This morning, beautiful sunshine and I wake up early, the kids still asleep. Even as I finish my exercising, I come back into a quiet house and the only sound comes from birds singing and a ticking clock…
I can feel how my body relaxes in this silence and struck by the intensity of the experience, I think back to a conversation with a colleague. She said “looking back, I don’t know how I did it. I guess I was just making sure I survive…”. The my visceral reaction to the silence this morning was a beautiful reminder of that.
I had a mini-version of surviving in the past months (and a few maxi-versions in my life earlier on). I tried to live and work in the middle of a construction site inside and around our house that interrupted my work, that left little silence to concentrate and was rich of disturbances of any kind. Once the noise had ebbed, the holes were filled, the dust had settled, I did what I always do – and I guess most of us: work extra-hard to catch up with “lost” time, go back to normal.

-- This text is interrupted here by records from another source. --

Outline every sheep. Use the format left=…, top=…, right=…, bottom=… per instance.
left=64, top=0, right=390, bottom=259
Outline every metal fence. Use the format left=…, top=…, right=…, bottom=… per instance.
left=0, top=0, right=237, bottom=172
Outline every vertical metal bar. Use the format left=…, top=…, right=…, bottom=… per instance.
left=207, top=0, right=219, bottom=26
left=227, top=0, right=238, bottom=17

And just this morning I thought: how about getting curious how I survived? How about taking time to acknowledge I had a rough moment? How about taking time to recover before I press on?

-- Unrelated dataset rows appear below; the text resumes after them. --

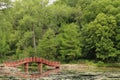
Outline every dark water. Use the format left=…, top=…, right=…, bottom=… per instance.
left=41, top=71, right=120, bottom=80
left=0, top=68, right=120, bottom=80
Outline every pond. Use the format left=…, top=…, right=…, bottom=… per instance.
left=41, top=71, right=120, bottom=80
left=0, top=67, right=120, bottom=80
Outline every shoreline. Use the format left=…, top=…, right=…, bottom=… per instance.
left=60, top=64, right=120, bottom=72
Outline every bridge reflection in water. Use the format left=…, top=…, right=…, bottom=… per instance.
left=4, top=57, right=60, bottom=78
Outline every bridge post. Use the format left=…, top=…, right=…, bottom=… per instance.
left=24, top=63, right=29, bottom=73
left=38, top=62, right=42, bottom=74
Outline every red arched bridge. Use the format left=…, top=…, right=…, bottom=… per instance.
left=4, top=57, right=60, bottom=78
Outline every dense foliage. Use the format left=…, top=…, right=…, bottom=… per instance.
left=0, top=0, right=120, bottom=62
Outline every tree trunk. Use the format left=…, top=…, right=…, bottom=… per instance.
left=33, top=27, right=37, bottom=54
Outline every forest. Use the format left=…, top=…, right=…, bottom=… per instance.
left=0, top=0, right=120, bottom=63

And so here I am, taking my own medicine. With my clients, I often work on topics that involve trusting themselves and taking care of themselves. Over and over I see the power of just acknowledging: “it’s a lot that I do, and it’s Ok to feel tired”. That releases a lot of the weight of self-judgment, of the thinking that whatever I do, it’s never enough.

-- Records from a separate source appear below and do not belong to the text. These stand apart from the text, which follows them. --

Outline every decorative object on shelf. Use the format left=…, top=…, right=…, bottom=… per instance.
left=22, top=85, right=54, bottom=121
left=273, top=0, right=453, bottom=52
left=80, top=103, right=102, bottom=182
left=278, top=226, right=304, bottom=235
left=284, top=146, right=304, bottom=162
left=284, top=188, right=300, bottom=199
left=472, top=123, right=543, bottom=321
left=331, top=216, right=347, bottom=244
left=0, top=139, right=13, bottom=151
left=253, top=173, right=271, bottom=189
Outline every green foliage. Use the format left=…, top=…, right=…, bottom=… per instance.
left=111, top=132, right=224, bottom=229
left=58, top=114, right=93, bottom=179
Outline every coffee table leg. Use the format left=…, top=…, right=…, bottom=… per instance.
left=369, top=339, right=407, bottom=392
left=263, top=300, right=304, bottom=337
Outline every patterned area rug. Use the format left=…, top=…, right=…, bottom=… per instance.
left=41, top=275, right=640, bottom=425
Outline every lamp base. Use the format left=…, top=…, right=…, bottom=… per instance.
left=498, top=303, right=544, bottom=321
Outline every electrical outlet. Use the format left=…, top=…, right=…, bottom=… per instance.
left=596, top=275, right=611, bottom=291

Even if there is little or no time to rest, taking a moment to notice what I went through and which capability supported me can recharge me quite a bit. In my mini-survival that was: I can be creative in finding places to work, I can delegate and set boundaries, I can overlook dirt and chaos, I’m OK without warm water for a few days in a row.
Today, I feel less guilty enjoying a work-free moment, enjoying that my kids sleep in (they are on vacation) and I do not get any request from them (yet). And I take my recovery more seriously.
How about you? What was a had moment you went though? How did you acknowledge it?
I’d love to hear from you!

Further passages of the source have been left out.